In mezzo a tanta solenne immensità, irrompe come una IndyCar sull’isola di Patmos la punteggiatura vorpsiana, che a volte, improvvisamente e senza apparente giustificazione, decide di fare a meno delle pause della virgola, dando vita a strane e velocissime creature lessicali come «la schiena curva magra» della vicina Hera, le «gambe lunghe lisce» di Lali, la «piaga grande aperta» nella mente di Tamar, per tacere del «vestito ginocchia mani» che Tamar si sgualcisce scavando dentro una tomba. Cosa spiega queste improvvise impennate di velocità che squarciano l’incedere giovanneo di “Fuorimondo”? Forse una tardiva adesione al Manifesto futurista? Al “Paroliberismo” di Zang Tumb Tumb?

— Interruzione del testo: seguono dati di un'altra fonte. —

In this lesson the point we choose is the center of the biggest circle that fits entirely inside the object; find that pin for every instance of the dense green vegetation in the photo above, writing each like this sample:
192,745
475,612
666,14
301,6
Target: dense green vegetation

E soprattutto cosa spiega l’approdo di Ornela Vorpsi a una lingua adulterata, geneticamente modificata come quella di “Fuorimondo”? Ipotesi: uno xenomorfo si è introdotto dentro di lei attraverso una “piaga grande aperta”, si è insediato nel suo “cranio” e ora le sta divorando “l’anima”. Attendiamo il sequel.

Edizione esaminata e brevi note

Ornela Vorpsi (Tirana, 1968), scrive in italiano e le sue opere sono state tradotte in 15 paesi. E’ stata segnalata tra i trentacinque migliori scrittori europei nell’antologia Best european fiction. Presso Einaudi ha pubblicato “Il paese dove non si muore mai”, (2005), “La mano che non mordi” (2007) e “Bevete cacao van Houten” (2010).

Ornela Vorpsi, “Fuorimondo”, Einaudi, Torino, 2012.

Bibliografia consigliata: Andrea Cortellessa, “Narratori degli Anni Zero”, Roma, Ponte Sisto, 2012.

Approfondimento in rete: RECENSORE + VIADELLEBELLEDONNE.